How to prevent a stye
Some of the ways to prevent styes include:
- Washing your hands regularly: This is one of the important solutions to what causes a stye. It is challenging to keep your hands away from your face, which is why you need to make sure your hands are always clean. Dirty hands serve as a refuge for stye-causing bacteria.
- Paying attention to your cosmetics: Always check for the expiry date when you purchase any cosmetic product from the market and dump the ones you have when they get expired. Expired makeups are an excellent habitat for bacteria.
- Don’t sleep overnight with makeup on your face: Wash off all makeup before bedtime, or you might just end up having your oil glands getting clogged.
- Properly disinfect your contact lenses: There is no easier way to get stye than to use an infected contact lens. You need to ensure that your contact lenses are clean before putting them on. Also, make sure your hands are clean when handling the lenses as you can transfer some dirt to your eyes through unwashed hands.
How to treat a stye
A washcloth and warm water are all you need to effect treatment. The procedure for treating styes is as follows:
- Wash your face: Your eyes should be clean. Remove all makeup from your face if you’re wearing one. Also, make sure your hands are clean; you don’t want to end up causing more problems for your eyes.
- Dip the washcloth into warm water. The water should be warm, not cold but not too hot.

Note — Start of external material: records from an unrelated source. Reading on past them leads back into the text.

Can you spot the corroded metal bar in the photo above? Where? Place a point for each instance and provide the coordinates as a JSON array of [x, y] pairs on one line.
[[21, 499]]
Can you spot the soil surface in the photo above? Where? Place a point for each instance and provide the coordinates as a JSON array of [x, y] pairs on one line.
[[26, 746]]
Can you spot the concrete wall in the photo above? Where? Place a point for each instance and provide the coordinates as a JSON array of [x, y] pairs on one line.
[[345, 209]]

- Squeeze out excess water from the washcloth, then gently massage the affected eyelid. Do this for five to ten minutes, 3 to 4 times a day.

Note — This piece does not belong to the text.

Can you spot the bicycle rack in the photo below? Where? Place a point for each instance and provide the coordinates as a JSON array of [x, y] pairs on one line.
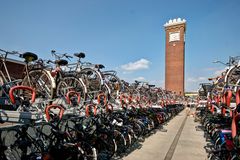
[[19, 117]]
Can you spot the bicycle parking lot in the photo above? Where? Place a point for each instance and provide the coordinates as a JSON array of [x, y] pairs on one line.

You should suspend the use of makeup when you have a stye infection. Also, avoid wearing contact lenses even if you consider them infection-free.
Usually, you should notice a significant improvement within 48 hours if your stye is well treated. However, there are cases which will require you to see a doctor. You should visit your doctor if:
- The inflammation takes over your whole eyelid.
- The stye grows worse over time, even when treated.
- It affects your vision.
- The pain becomes intolerable.
Styes can be discomforting and annoying. It not only causes pain (some stye patients turn to painkillers for relief) but also disrupts your daily activities. It can cause unnecessary attention from others and can force you to remain indoors.
But this should not be a source of worry as it can always be taken care of. It might be painful, but it disappears on its own, even when left untreated. Also, what causes a stye can easily be taken care of.
Please note that If you have a bump that is not very painful, then it is not a stye. It’s more likely to be a chalazion.
There is no difference in the treatment of chalazion and styes. The only thing you need to do is to apply compresses with a washcloth every day. One thing to keep in mind, however, is that a chalazion takes longer to heal than a stye.